The relationship between lipoprotein A and other lipids with prostate cancer risk: A multivariable Mendelian randomisation study

• Published in: PLoS medicine Vol. 19; no. 1; p. e1003859
• Main Authors: Ioannidou, Anna, Watts, Eleanor L., Perez-Cornago, Aurora, Platz, Elizabeth A., Mills, Ian G., Key, Timothy J., Travis, Ruth C., Tsilidis, Konstantinos K., Zuber, Verena
• Format: Journal Article
• Language: English
• Published: United States Public Library of Science 27.01.2022; Public Library of Science (PLoS)

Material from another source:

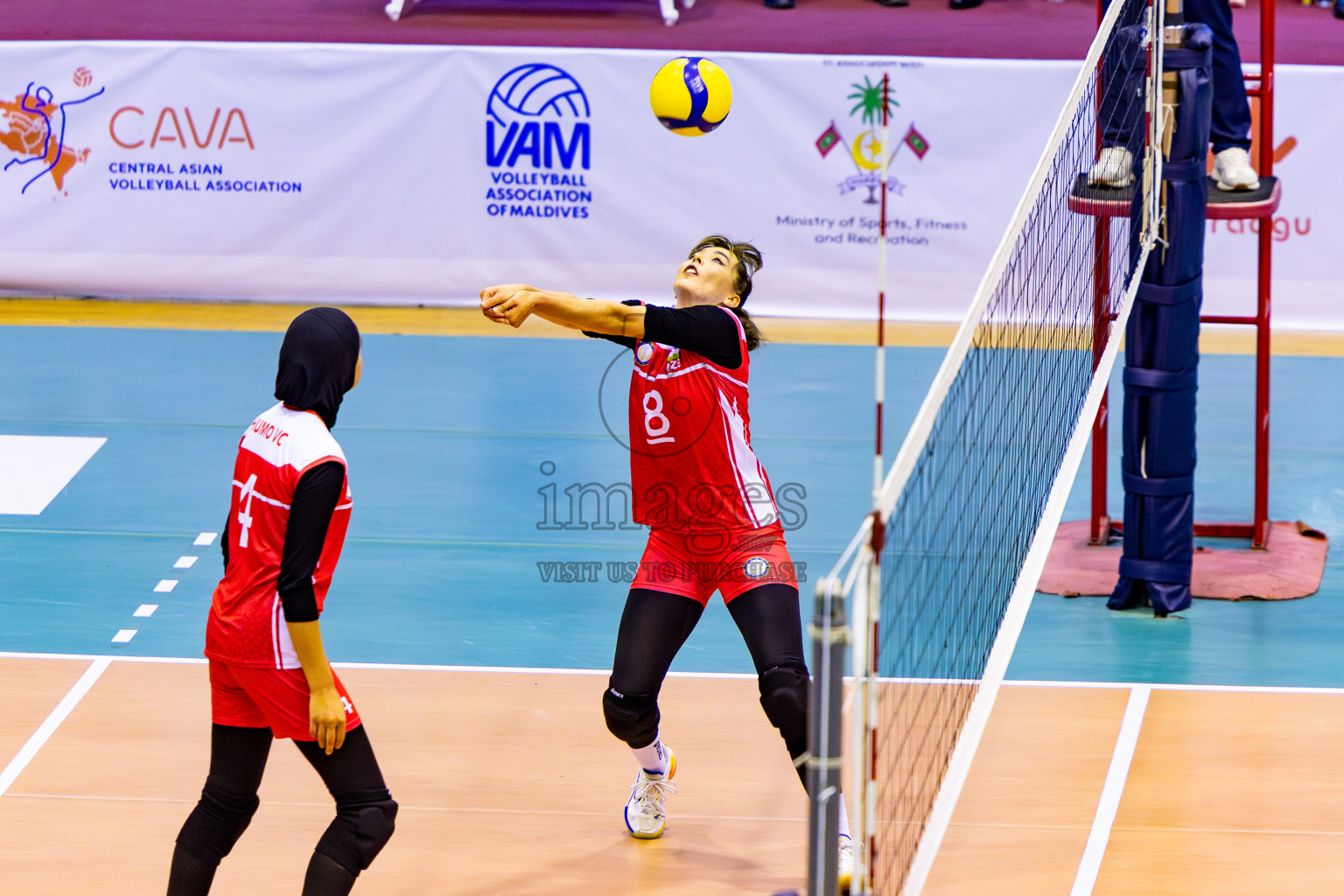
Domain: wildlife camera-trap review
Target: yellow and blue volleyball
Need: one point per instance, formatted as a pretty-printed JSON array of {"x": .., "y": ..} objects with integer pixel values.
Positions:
[{"x": 691, "y": 95}]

• Subjects: Age; Analysis; Apolipoprotein A; Apolipoproteins; Apolipoproteins - blood; Biobanks; Biology and Life Sciences; Biomarkers; Blood lipids; Care and treatment; Cholesterol; Cholesterol, HDL - blood; Cholesterol, LDL - blood; Datasets; Diagnosis; Epidemiology; Genome-wide association studies; Genome-Wide Association Study; Genomes; High density lipoprotein; Humans; Lipids; Lipids - blood; Lipoprotein A; Lipoprotein(a) - blood; Lipoproteins; Low density lipoprotein; Male; Measurement; Medicine and Health Sciences; Mendelian Randomization Analysis; Pleiotropy; Prostate cancer; Prostate-specific antigen; Prostatic Neoplasms - epidemiology; Risk factors; Sensitivity analysis; Triglycerides; United Kingdom; United Kingdom; United Kingdom > UK
• ISSN: 1549-1676; 1549-1277; 1549-1676
• DOI: 10.1371/journal.pmed.1003859

Numerous epidemiological studies have investigated the role of blood lipids in prostate cancer (PCa) risk, though findings remain inconclusive to date. The ongoing research has mainly involved observational studies, which are often prone to confounding. This study aimed to identify the relationship between genetically predicted blood lipid concentrations and PCa. Data for low-density lipoprotein (LDL) cholesterol, high-density lipoprotein (HDL) cholesterol, triglycerides (TG), apolipoprotein A (apoA) and B (apoB), lipoprotein A (Lp(a)), and PCa were acquired from genome-wide association studies in UK Biobank and the PRACTICAL consortium, respectively. We used a two-sample summary-level Mendelian randomisation (MR) approach with both univariable and multivariable (MVMR) models and utilised a variety of robust methods and sensitivity analyses to assess the possibility of MR assumptions violation. No association was observed between genetically predicted concentrations of HDL, TG, apoA and apoB, and PCa risk. Genetically predicted LDL concentration was positively associated with total PCa in the univariable analysis, but adjustment for HDL, TG, and Lp(a) led to a null association. Genetically predicted concentration of Lp(a) was associated with higher total PCa risk in the univariable (ORweighted median per standard deviation (SD) = 1.091; 95% CI 1.028 to 1.157; P = 0.004) and MVMR analyses after adjustment for the other lipid traits (ORIVW per SD = 1.068; 95% CI 1.005 to 1.134; P = 0.034). Genetically predicted Lp(a) was also associated with advanced (MVMR ORIVW per SD = 1.078; 95% CI 0.999 to 1.163; P = 0.055) and early age onset PCa (MVMR ORIVW per SD = 1.150; 95% CI 1.015,1.303; P = 0.028). Although multiple estimation methods were utilised to minimise the effect of pleiotropy, the presence of any unmeasured pleiotropy cannot be excluded and may limit our findings. We observed that genetically predicted Lp(a) concentrations were associated with an increased PCa risk. Future studies are required to understand the underlying biological pathways of this finding, as it may inform PCa prevention through Lp(a)-lowering strategies.